The black veil may be a symbol of sin, against which the stern moralists of Hawthorne’s day zealously guarded their congregations. Hawthorne probably saw through the Puritans’ impeccable religious conduct, or perhaps imagined that despite their avowals of faith they harbored sins known only to themselves. It is possible that Hawthorne’s works are an echo of the powerful sermons delivered by the likes of Cotton Mather in colonial America, making the sinners cringe in fear of hellish damnation.

Rappacini’s Daughter, another Hawthorne tale, tells of a young woman, Beatrice, who was exposed by her father from childhood to the flowers of a gorgeous shrub, inhaling its poisonous fumes until she became immune to it and possessed of the ability to kill by her breathe anyone who comes to her. To Dr. Rappacini, this made her terrible as she was beautiful. He chides his daughter for accusing him of having made her life miserable. “Wouldst thou then,” he says, “have preferred the condition of a weak woman, exposed to all evil, and capable of none?” Beatrice drinks the antidote which kills her. In this tale, Hawthorne explores the complexity of human nature. The poisonous flower may symbolize many things. Its outward appearance of beauty that secretly kills can be taken as the material things most people crave but instead of happiness bring them sorrow.

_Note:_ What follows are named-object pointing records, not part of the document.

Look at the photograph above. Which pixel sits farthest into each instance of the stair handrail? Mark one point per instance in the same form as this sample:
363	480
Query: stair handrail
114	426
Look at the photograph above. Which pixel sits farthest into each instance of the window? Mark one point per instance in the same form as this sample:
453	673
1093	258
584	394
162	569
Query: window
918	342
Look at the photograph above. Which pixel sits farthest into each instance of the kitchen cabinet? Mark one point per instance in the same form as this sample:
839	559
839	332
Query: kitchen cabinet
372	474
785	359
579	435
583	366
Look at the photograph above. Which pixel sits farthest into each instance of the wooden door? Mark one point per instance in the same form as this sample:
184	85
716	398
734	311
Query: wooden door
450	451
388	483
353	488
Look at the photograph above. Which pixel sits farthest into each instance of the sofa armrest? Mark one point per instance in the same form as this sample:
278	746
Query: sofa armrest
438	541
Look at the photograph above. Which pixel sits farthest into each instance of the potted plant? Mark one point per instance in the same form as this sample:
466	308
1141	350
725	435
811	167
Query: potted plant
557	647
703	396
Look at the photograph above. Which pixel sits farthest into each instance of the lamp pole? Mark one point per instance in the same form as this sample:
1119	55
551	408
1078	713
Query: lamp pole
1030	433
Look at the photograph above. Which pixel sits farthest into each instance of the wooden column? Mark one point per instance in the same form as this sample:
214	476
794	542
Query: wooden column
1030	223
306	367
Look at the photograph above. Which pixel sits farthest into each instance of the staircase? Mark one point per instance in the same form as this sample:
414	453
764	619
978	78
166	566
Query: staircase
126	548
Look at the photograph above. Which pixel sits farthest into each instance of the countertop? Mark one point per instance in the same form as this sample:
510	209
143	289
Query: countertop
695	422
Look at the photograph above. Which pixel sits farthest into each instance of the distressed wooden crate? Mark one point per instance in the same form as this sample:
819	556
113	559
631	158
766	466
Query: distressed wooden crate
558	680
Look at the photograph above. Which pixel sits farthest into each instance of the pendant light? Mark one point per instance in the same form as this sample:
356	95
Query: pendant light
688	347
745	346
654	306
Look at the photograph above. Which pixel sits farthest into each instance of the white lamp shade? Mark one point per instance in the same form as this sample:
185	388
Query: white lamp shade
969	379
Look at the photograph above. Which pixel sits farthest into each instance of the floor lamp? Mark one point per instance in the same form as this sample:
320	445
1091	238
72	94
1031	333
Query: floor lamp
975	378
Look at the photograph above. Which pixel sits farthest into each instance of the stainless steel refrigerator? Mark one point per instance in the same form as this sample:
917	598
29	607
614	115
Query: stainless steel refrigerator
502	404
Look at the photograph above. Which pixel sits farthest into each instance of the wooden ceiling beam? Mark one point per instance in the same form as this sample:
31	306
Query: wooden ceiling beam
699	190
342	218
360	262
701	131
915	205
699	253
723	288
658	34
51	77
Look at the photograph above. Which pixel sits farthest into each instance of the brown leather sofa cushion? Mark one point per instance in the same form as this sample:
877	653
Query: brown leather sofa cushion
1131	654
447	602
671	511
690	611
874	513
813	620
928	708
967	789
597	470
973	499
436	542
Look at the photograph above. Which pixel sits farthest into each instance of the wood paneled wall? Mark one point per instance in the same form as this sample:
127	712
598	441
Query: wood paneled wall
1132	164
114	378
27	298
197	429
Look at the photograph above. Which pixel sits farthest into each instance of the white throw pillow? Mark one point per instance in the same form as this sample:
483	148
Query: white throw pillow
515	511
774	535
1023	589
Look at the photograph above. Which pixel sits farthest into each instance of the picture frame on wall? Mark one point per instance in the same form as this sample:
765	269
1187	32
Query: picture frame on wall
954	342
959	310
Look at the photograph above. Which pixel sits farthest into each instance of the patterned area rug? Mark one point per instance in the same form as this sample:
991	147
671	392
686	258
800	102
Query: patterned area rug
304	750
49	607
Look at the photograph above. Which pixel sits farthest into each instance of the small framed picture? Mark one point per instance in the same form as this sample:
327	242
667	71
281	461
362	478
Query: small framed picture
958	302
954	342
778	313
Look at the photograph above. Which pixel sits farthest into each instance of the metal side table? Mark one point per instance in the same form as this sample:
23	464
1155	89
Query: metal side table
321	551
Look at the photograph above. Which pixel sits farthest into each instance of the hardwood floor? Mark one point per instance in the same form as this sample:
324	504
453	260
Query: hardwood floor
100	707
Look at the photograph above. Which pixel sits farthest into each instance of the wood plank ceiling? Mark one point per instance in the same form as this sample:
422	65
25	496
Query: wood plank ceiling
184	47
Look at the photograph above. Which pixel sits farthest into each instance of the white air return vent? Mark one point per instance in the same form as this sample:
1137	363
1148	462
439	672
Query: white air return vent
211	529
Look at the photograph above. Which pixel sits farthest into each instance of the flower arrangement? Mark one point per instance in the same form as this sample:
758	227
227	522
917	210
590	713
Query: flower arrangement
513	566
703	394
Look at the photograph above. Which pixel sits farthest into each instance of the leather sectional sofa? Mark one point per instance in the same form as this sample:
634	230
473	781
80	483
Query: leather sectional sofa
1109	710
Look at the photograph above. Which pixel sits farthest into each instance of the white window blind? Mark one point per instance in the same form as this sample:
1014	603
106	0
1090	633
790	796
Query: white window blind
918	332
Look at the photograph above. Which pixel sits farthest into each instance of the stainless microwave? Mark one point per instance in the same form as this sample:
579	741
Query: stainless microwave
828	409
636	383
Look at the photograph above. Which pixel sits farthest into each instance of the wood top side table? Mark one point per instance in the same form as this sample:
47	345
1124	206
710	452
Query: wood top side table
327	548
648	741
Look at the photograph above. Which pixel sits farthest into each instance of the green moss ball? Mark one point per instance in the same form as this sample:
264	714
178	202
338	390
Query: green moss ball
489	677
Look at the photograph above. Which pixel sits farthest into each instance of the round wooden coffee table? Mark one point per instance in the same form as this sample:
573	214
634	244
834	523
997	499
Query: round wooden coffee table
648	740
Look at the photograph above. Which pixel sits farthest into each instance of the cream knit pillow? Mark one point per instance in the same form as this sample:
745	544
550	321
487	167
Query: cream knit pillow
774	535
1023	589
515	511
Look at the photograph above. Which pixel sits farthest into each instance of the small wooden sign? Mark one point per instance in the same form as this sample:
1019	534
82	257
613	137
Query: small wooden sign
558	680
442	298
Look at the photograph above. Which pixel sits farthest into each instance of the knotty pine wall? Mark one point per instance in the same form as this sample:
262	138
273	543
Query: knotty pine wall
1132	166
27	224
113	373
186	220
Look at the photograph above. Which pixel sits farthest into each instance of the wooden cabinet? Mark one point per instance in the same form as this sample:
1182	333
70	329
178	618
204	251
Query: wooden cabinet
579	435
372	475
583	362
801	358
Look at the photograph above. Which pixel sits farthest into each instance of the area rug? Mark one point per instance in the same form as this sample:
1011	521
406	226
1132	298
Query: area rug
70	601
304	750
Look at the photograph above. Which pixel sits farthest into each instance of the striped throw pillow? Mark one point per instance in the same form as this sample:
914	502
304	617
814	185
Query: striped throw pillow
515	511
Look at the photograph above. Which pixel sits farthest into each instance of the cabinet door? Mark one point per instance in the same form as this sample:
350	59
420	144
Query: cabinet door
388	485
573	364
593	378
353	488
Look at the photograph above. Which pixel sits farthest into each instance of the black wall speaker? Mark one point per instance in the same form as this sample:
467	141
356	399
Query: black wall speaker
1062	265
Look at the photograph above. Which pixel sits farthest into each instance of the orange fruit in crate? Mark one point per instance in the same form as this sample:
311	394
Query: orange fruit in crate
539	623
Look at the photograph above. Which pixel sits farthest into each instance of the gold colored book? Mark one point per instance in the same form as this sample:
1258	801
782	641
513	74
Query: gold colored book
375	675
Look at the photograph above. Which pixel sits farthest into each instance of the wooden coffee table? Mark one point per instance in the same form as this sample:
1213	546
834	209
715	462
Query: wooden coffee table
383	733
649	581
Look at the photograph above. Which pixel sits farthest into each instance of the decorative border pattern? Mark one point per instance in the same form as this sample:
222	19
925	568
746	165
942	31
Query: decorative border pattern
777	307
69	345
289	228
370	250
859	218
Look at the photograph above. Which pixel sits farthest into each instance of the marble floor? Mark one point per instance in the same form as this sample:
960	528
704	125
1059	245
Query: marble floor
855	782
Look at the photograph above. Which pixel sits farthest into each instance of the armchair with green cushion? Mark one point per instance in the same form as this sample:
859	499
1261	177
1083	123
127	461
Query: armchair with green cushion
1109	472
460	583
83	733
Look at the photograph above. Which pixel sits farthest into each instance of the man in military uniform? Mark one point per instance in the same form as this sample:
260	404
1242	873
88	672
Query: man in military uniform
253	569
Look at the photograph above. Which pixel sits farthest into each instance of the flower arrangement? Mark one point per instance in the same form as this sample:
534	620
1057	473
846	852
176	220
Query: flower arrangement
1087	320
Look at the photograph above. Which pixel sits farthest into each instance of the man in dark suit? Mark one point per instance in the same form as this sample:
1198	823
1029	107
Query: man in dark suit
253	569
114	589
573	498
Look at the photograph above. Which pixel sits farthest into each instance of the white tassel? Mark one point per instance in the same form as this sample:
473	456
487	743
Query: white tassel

Whereas Hawthorne wrote from the viewpoint of the conscience-stricken Puritan, Kennedy believes that Poe’s works were influenced by the violence of that period of American history: “Writing in the wake of Charles Brockden Brown, Catherine Maria Sedgwick, and James Fennimore Cooper, all of whom depicted episodes of bloody cruelty, Poe was yet the first important American writer to foreground violence and to prove its psychological origin” (4).

Through the works of Poe, the reader can see “his “darkly passionate sensibilities: a tormented and sometimes neurotic obsession with death and violence and overall appreciation for the beautiful yet tragic mysteries of life” (Merriman). To Hawthorne, the symbols of perversion, mystery, and horror in his works were but instruments to bring into focus, despite its aura of light and beauty, the horrible nature of sin.

WORKS CITED

  • Hawthorne, Nathaniel. “The Minister’s Black Veil”. 16 April 2007
  • “Young Goodman Brown”. Fictions. Ed. Joseph Trimmer. Fort Worth:Harcourt Brace College, 1998. 614.
  • “Rappacini’s Daughter”. Fictions. Ed. Joseph Trimmer. Fort Worth:Harcourt Brace College, 1998. 619.
  • Kennedy, Gerald. A Historical Guide to Edgar Allan Poe. New York: OxfordUniversity Press, 2000. 4 -5.
  • Merriman, C.D. “Edgar Allan Poe”. 12 April 2007 <http://www.online-literature.com/poe/>
  • Modugno, Joseph R. “The Salem Witchcraft Hysteria of 1692 and ‘Young Goodman Brown'”. 12 April 2007.
  • Poe, Edgar Allan. “Ulalume” 16 April 2007.